If you are looking for some fun summer reading (especially if you are a fan of literature that flirts with that hard-to-define label of chick-lit), you could do a lot worse than the Big Stone Gap books.

2 comments:

Shannon said...

hey heidi!

sounds like a good book... make me wish I could read (hee hee) (a book, that is)... I just don't seem to have the time. Don't know how you do it. I guess the fact that I am one of those people who actually need A LOT of sleep to function doesn't help. ... that and having like a gazillion cats to feed and find homes for.

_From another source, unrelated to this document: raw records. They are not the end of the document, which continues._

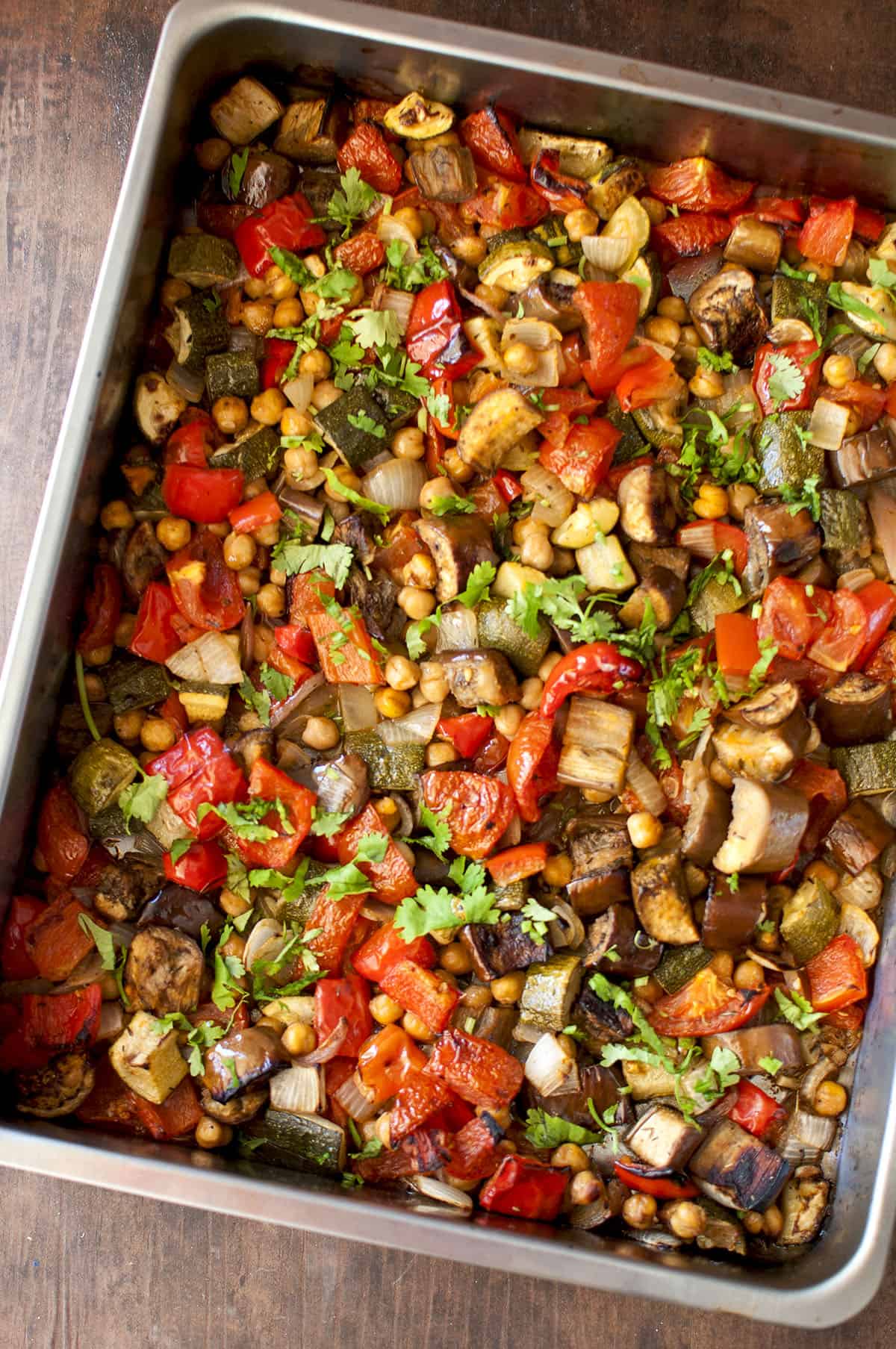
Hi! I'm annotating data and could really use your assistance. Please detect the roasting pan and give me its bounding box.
[0,0,896,1327]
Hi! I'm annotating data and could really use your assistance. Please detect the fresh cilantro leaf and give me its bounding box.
[426,496,476,515]
[227,146,249,199]
[774,989,824,1031]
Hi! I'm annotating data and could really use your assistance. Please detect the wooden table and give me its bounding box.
[0,0,896,1349]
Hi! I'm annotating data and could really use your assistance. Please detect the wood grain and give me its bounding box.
[0,0,896,1349]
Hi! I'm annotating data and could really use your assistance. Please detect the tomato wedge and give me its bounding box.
[647,155,754,212]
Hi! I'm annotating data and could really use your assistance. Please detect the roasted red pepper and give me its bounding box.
[508,711,560,824]
[612,1157,699,1199]
[162,842,227,891]
[78,563,122,652]
[538,642,644,717]
[0,894,46,979]
[314,974,374,1058]
[479,1157,570,1222]
[234,192,326,276]
[458,102,526,182]
[806,932,868,1012]
[729,1078,787,1138]
[423,1026,522,1110]
[336,122,401,197]
[379,959,460,1031]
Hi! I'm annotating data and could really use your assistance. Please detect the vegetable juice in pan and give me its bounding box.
[0,77,896,1259]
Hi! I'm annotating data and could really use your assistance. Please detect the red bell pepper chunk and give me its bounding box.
[508,711,560,824]
[715,614,762,676]
[78,563,122,652]
[479,1156,570,1222]
[796,197,856,267]
[538,414,622,500]
[540,642,644,717]
[647,966,772,1036]
[612,1157,699,1199]
[423,1026,522,1110]
[333,804,417,904]
[458,102,526,182]
[234,192,326,276]
[806,932,868,1012]
[162,842,227,891]
[350,917,436,983]
[336,122,402,197]
[854,582,896,669]
[228,491,284,535]
[753,339,822,417]
[162,464,243,525]
[0,894,46,979]
[486,843,548,885]
[379,959,460,1031]
[421,769,515,861]
[128,582,184,665]
[38,782,90,881]
[25,891,96,983]
[388,1073,453,1147]
[358,1025,426,1105]
[22,983,102,1050]
[314,974,374,1058]
[729,1078,787,1138]
[306,886,367,974]
[436,712,495,758]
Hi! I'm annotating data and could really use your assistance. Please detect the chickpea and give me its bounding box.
[491,970,526,1006]
[256,582,286,618]
[520,535,553,572]
[438,941,473,974]
[734,961,765,989]
[401,1012,436,1044]
[727,483,757,520]
[196,137,231,172]
[873,341,896,384]
[641,197,665,225]
[302,717,341,750]
[217,888,252,919]
[398,585,436,620]
[494,702,526,741]
[385,655,420,689]
[682,367,724,398]
[241,299,274,337]
[236,567,262,595]
[155,515,193,553]
[812,1082,849,1118]
[401,553,438,590]
[115,614,137,647]
[391,426,426,460]
[660,1199,706,1241]
[368,993,405,1025]
[140,717,174,754]
[656,296,691,323]
[224,532,255,572]
[281,1021,317,1059]
[194,1115,234,1148]
[503,341,538,375]
[100,500,134,529]
[451,234,488,267]
[622,1194,656,1232]
[426,739,458,767]
[694,483,727,520]
[644,314,682,346]
[112,707,146,744]
[625,811,662,847]
[563,206,600,244]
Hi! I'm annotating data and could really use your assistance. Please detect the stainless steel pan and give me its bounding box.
[0,0,896,1326]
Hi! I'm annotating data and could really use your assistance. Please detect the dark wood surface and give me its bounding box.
[0,0,896,1349]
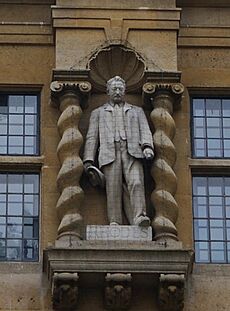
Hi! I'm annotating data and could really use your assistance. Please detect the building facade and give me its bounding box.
[0,0,230,311]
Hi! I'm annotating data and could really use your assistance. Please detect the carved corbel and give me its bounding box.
[143,82,184,241]
[51,81,91,242]
[52,273,79,311]
[159,274,185,311]
[105,273,132,310]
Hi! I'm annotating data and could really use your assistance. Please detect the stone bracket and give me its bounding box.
[52,272,79,311]
[43,240,193,311]
[143,82,184,110]
[159,274,185,311]
[50,80,92,108]
[105,273,132,311]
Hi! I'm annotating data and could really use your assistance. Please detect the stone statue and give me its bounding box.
[83,76,154,226]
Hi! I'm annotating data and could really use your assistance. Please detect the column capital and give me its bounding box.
[50,81,92,108]
[143,82,184,109]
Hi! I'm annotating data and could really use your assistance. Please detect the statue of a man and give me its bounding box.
[83,76,154,226]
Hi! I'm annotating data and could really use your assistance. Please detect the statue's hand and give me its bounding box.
[143,147,154,160]
[83,161,93,173]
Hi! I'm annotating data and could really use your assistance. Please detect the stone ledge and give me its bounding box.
[86,225,152,241]
[43,241,193,279]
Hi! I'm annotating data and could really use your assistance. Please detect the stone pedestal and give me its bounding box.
[44,243,193,311]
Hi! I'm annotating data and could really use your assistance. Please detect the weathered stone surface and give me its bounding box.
[86,225,152,241]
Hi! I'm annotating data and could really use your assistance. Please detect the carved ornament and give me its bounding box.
[143,82,184,109]
[52,273,79,311]
[159,274,185,311]
[50,81,92,106]
[87,44,146,92]
[105,273,132,310]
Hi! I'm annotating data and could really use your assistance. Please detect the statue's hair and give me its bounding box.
[106,76,125,92]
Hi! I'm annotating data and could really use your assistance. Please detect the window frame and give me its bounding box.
[0,170,41,265]
[190,92,230,160]
[0,92,41,157]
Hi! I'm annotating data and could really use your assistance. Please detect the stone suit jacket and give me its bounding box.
[83,103,153,168]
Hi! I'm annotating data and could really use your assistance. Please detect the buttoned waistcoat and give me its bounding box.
[83,103,153,168]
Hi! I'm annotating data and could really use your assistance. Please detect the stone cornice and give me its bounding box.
[176,0,230,7]
[0,0,56,5]
[44,241,193,278]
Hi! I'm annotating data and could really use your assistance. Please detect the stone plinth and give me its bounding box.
[86,225,152,241]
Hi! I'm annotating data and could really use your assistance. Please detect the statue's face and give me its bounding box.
[108,81,125,104]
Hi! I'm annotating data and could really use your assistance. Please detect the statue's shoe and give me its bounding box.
[134,215,150,227]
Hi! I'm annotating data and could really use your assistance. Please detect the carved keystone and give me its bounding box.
[143,82,184,244]
[105,273,132,310]
[159,274,185,311]
[52,273,79,311]
[51,81,91,243]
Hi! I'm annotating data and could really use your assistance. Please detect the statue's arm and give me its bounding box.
[83,109,99,165]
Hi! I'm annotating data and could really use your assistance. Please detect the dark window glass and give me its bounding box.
[193,176,230,263]
[0,94,39,155]
[192,98,230,158]
[0,173,39,261]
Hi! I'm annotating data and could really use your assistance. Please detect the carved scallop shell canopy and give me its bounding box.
[88,46,145,92]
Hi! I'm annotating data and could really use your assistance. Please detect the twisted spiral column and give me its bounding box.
[51,81,91,240]
[143,82,184,240]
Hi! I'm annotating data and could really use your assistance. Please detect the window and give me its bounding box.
[193,177,230,263]
[0,94,39,155]
[192,98,230,158]
[0,173,39,261]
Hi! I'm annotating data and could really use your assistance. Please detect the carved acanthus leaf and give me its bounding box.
[52,273,79,311]
[105,273,132,310]
[159,274,185,311]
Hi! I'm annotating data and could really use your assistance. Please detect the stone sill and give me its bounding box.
[0,156,45,170]
[188,158,230,174]
[176,0,230,7]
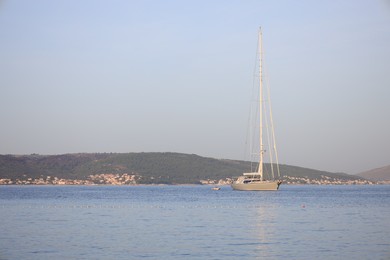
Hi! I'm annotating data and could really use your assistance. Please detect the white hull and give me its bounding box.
[231,181,281,191]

(which, you are still more than welcome to get a kitten!!!! hmmmm...????.... doesn't wesley need another play buddy!?!?!)

Shannon said...

fyi... big stone gap has been in the news a good bit lately. the place, not the book. Supposedly their are all these bugs that are threatening the trees along the shore lines of the creeks/river that is part of their water supply. If the trees die, then it will make purification of the water more difficult and much more expensive.

the article caught my eye b/c of your post... and then intrigued me as a scientist, and a home owner--with all that crap going on in our backyard with the sewer line. The county is trying to tell us that the trees aren't worth anything and that a treeless wetland is no different than a wooded wetland. ok... I will stop now. I am sure there is a limit to how long my comment can be!